Утверждение это, считает Батюшков, непоколебимо в силу естественного порядка вещей. То есть истории, ведь “мы живём в такие времена, в которые невозможно колебаться человеку мыслящему; стоит только взглянуть на происшествия мира и потом углубиться в собственное сердце, чтобы твёрдо убедиться во всех истинах веры”. С той же уверенностью неофита Батюшков пишет о пользе веры для писателя, ибо “закалённые в её светильнике” – “мысли его становятся постояннее, важнее, сильнее…” Как это произойдёт в писательском быту? Мы прекрасно видим, например, по Вяземскому, которого Батюшков на правах старшего увещевает бросить безделки ради высоких, истинно духовных тем и жанров. Он проповедует по возвращении в Москву настолько рьяно, что Вяземский в шутку жалуется Тургеневу: “Овидий-капуцин Батюшков здоров, то есть, не очень здоров и телом, и душою: в носу насморк и в сердце, и в уме то же”. “Силы нет видеть, как он капуцинит”. В другом (не дошедшем до нас, но процитированном) письме к тому же Тургеневу он скажет прямо: “Батюшков будет скоро кричать кликушей в церквах и в народе прослывет Константином Юродивым”. К слову сказать, спустя годы в таком состоянии его будут часто наблюдать в клинике Зонненштайна.
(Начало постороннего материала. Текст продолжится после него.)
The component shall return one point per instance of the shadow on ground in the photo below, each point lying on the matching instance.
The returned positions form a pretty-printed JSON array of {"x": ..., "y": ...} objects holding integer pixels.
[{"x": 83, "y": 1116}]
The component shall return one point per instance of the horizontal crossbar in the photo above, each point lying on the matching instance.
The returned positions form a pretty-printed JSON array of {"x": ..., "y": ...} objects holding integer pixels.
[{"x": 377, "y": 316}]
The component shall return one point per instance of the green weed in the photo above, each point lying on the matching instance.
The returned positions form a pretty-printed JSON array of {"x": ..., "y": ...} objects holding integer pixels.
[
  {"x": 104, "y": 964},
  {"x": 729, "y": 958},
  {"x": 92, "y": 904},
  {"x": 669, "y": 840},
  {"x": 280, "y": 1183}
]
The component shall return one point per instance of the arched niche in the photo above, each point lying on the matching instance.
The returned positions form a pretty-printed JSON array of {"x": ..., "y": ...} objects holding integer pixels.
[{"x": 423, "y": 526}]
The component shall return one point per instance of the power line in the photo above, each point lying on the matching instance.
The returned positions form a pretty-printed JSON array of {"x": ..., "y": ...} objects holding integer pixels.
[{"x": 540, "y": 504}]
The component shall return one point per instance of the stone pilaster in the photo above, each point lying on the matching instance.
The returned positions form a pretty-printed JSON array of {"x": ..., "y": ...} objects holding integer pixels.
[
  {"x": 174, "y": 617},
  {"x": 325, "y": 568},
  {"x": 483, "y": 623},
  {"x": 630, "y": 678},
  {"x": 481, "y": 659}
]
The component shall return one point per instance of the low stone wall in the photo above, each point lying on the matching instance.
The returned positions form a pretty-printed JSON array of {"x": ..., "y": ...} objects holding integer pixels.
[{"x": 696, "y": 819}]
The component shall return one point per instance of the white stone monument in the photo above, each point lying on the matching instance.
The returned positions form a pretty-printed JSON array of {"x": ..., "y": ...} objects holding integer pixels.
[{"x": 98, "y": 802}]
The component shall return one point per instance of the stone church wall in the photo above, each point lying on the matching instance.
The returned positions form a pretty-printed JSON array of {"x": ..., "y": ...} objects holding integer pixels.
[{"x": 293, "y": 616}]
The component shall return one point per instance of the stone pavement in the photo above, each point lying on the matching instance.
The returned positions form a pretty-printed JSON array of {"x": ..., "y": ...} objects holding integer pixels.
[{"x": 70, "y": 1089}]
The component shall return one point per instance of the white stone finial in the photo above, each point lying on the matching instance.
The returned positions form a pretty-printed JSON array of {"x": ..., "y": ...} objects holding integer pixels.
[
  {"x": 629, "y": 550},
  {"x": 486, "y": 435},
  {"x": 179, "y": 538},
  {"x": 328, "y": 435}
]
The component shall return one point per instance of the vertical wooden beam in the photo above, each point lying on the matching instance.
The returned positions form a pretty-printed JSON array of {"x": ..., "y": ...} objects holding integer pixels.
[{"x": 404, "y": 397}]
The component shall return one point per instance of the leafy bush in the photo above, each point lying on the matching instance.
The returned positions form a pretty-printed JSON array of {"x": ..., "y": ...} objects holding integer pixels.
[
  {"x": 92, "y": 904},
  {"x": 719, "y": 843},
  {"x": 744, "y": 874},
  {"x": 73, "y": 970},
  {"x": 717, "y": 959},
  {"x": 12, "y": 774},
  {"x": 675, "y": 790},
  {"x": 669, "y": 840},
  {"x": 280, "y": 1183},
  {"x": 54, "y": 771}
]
Как “постоянcтво мысли” можно выразить в поэзии, хорошо видно по религиозной коде в “каменецкой” элегии “К другу” – но ещё ярче в “Умирающем Тассе”, пусть и написанном почти двумя годами позже. Финал стихотворения – предсмертный монолог великого поэта, составленный из обращённых к вечности сентенций о небренности небесной любви и славы. Однако “поэтический Гений”, чей “светильник” Батюшков считал погашенным, не позволяет своему подопечному утопить себя в морализаторстве. Сопротивляется язык, сама поэтическая речь. Батюшков-поэт словно борется с Батюшковым-мыслителем, а вдохновение – с рацио, и побеждает, ведь в итоге мы переполнены торжественными красотами Рима и божественными звуками поэтического языка – и практически не замечаем того, о чём говорит Батюшков. Вероятно, именно отсюда столь противоречивая оценка элегии современниками, часть из которых (Плетнёв, например) была заворожена движением языка и просто не замечала скудости поэтической мысли – для других же, например Пушкина, именно эта скудость казалась неприемлемой. Двойственное, противоречивое восприятие; для “кризисной”, парадоксальной поэзии Батюшкова очень характерное.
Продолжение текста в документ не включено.